Here are some pics of my new puppy Sammy. He's about 19 weeks old now


----------



## juliav (Nov 21, 2006)

:welcome: Mark, Sammy is adorable!!!


----------



## Evye's Mom (Dec 16, 2008)

Sammy is a very handsome little guy. Welcome to the forum.


----------



## irnfit (Nov 21, 2006)

Sammy is a cutie. Looks like he's a chocolate with his little brown nose.


----------



## Sheri (Oct 11, 2008)

Welcome, little Sammy.


----------



## Poornima (Jun 29, 2007)

Sammy is very cute.


----------



## pjewel (Apr 11, 2007)

I do love my chocolate. He's a cutie. Enjoy his puppyhood, it goes by sooooo fast.


----------



## Metchosin (Jun 29, 2009)

I love the chocolate nose, too! Very beautiful boy indeed. And, that pink toy looks like it will be a favorite.


----------



## lfung5 (Jun 30, 2007)

Oh, what a cutie! I love the chocolates!!


----------



## kudo2u (Mar 7, 2009)

He is adorable!!!

Have you spoken with the vet about his eating habits yet? Curious to know what they said.
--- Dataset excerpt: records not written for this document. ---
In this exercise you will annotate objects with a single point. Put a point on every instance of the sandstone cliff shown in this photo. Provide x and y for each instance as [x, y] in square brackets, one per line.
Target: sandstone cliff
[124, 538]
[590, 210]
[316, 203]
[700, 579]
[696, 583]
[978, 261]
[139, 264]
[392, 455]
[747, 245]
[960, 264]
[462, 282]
Although it's difficult to tell in a few photos, I would say you have nothing to worry about. He looks beautiful and healthy to me!


----------



## MarkF (Nov 9, 2009)

We go to the vet tomorrow so we'll check his weight and see what's up. My guess is that my expectations were too great. We dropped thins down to 1/4 cup in the morning and evening plus a bit of canned food and he is finishing up most of his food. 

Next challenges are grooming (ears and nails) and training (we start on 12/8).


----------



## mellowbo (Aug 12, 2007)

Aww Mark, enjoy your little chocolate baby! Where did you get him?
Carole


----------



## MarkF (Nov 9, 2009)

maybe not the best place - it was a backyard breeder


----------



## mellowbo (Aug 12, 2007)

That's too bad but he's a sweet loving little beating heart and I know you will love and care for him forever!!! That is what really counts.
Carole


----------



## Havanase100 (Sep 16, 2009)

Does he look like a shav to anyone else?


----------



## MarkF (Nov 9, 2009)

I did some more research and it seems that most of Sammy's blood line is from a Kennel run by Juanita Kimbrough, he has a bunch of Maxanita' in his blood line.
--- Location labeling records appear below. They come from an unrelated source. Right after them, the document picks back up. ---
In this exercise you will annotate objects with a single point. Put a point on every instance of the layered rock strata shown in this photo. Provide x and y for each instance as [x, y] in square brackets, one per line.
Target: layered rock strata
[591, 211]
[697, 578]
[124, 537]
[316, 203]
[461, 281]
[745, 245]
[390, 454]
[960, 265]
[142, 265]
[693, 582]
Maxanita's Master Jasper is the Sire, son of CH Alszegi Villam Bosco & Catalina of Maxanita. On the Dam side it was Terry's Little Red Missy daughter of Maxanita's Chocolate Charlie & Steele's Lady Chloe. 

Anyone familiar with any of these dogs or Kennels?


----------



## waybrook (Sep 13, 2009)

He's a cutie - congratulations on becoming a new dad!


----------



## murphymoesmamma (Apr 1, 2009)

Sammy is a sweetie!


----------



## mellowbo (Aug 12, 2007)

Sorry, I'm not familiar with any of those names. But then, I'm not familiar with many names at all, lol.
Carole


----------



## JeanMarie (Mar 2, 2008)

What a darling boy! Congrats on your new baby.


----------



## marjrc (Jan 13, 2007)

Welcome Mark and Sammy! I'm quite late here, but never did see your thread. I also have a Sammy.  Your boy is a cutie!

I looked at the Hungarian havanese Gallery and found nothing, though that doesn't mean much if the breeder(s) didn't post their information there. You can check it out if you like - http://www.havanesegallery.hu/index_en.php

Havanese100 wrote: *"Does he look like a shav to anyone else?"*
*** No, Sammy doesn't look like a Shavanese at all ! "Shavs" are short-haired Havanese and they are short all over their body, head, torso, everywhere. That isnt' the case with Sammy who has a lush coat on his body.


----------



## SMARTY (Apr 19, 2007)

Sammy is a very cute puppy. Thanks for sharing his pictures. My Smarty's dam is Hungarian the kennel name is Popovdombi, but most of this line is A Maiden Effort’s No Nonsense and Ungaro.


----------



## psvzum (Jun 11, 2009)

Absolutely beautiful little guy!


----------



## imamurph (Apr 15, 2008)




----------